Sous les yeux – littéralement : une somme d’images qui, articulant visible et dicible, dessine un destin pour notre contemporain, sa littérature et qu’il s’agira de commencer à explorer dans cette nouvelle semaine de Collateral.
Un lien étroit entre écriture et image qui, dans le sillage du 9e Festival de « Littérature au Centre » de Clermont-Ferrand dont Collateral est partenaire et qui fut consacré à l’écriture des images, va à partir de cette semaine articuler une double saisie : à la fois en se penchant sur ces récits qui font droit à l’écriture de l’image avec notamment Laurent Jenny et Eric Marty. Mais aussi en dévoilant, absolument lié au travail d’écriture, comme sa lisière première, le travail plastique que l’image produit sur la parole, en proposant toute la semaine une exposition virtuelle du travail photographique d’Emma Marsantes, qu’elle donna notamment à voir et à entendre au Festival de « Littérature au Centre » de Clermont-Ferrand.
Une semaine en guise d’introduction, ou plutôt d’heureux préambule à un très large travail d’investigation dont le chantier ne s’ouvre qu’à peine.
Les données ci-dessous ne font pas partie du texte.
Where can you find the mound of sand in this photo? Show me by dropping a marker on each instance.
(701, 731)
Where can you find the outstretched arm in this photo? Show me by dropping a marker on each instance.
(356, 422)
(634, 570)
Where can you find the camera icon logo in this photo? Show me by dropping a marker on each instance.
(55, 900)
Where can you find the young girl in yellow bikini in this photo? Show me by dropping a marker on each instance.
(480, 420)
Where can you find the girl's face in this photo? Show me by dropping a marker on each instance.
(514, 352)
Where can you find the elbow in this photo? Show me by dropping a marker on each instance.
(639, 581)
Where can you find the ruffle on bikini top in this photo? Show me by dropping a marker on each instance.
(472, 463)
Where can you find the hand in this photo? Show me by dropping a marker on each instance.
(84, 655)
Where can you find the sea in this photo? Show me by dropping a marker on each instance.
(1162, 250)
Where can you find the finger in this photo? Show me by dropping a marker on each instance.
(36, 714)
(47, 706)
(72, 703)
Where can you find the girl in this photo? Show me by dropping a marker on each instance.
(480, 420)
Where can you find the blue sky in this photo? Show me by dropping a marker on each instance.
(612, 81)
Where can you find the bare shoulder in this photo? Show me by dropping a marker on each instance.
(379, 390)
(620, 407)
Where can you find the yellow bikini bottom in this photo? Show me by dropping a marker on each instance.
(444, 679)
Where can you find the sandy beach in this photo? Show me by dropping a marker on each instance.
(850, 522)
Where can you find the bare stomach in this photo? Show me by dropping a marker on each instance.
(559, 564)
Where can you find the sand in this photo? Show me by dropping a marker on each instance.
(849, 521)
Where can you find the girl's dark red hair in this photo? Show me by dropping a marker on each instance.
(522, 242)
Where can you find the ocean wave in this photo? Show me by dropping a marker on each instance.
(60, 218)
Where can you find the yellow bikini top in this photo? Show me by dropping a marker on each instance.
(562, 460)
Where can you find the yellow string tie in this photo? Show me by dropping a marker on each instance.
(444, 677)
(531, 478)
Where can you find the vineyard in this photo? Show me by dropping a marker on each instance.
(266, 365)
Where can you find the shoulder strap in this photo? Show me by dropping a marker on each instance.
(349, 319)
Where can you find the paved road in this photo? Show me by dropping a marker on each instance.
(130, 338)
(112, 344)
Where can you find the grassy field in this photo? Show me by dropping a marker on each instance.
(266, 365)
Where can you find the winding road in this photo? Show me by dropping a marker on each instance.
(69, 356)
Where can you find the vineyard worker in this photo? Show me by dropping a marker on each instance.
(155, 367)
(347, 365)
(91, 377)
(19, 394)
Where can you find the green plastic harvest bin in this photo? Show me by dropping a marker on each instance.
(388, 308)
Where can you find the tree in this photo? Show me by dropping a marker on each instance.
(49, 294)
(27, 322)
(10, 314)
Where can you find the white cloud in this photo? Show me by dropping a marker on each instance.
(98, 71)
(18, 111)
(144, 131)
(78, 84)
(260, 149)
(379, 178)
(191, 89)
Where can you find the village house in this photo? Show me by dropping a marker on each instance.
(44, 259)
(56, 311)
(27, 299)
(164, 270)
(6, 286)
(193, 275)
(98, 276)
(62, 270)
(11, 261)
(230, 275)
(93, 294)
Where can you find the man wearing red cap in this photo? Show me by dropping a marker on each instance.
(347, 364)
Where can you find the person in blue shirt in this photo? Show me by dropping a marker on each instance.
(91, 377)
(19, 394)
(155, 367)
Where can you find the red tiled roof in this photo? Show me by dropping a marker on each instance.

Car, entre nécromantie et retour à la revie, l’image n’est jamais un à-plat. Ce que nous enseignent les travaux de Laurent Jenny, Jan Baetens, Emma Marsantes ou encore Eric Marty, c’est peut-être cette loi fondatrice : l’image n’est ainsi jamais un à-plat : l’image est un biotope. Un organisme vivant à part entière, une nouvelle espèce qui évolue au milieu de nous.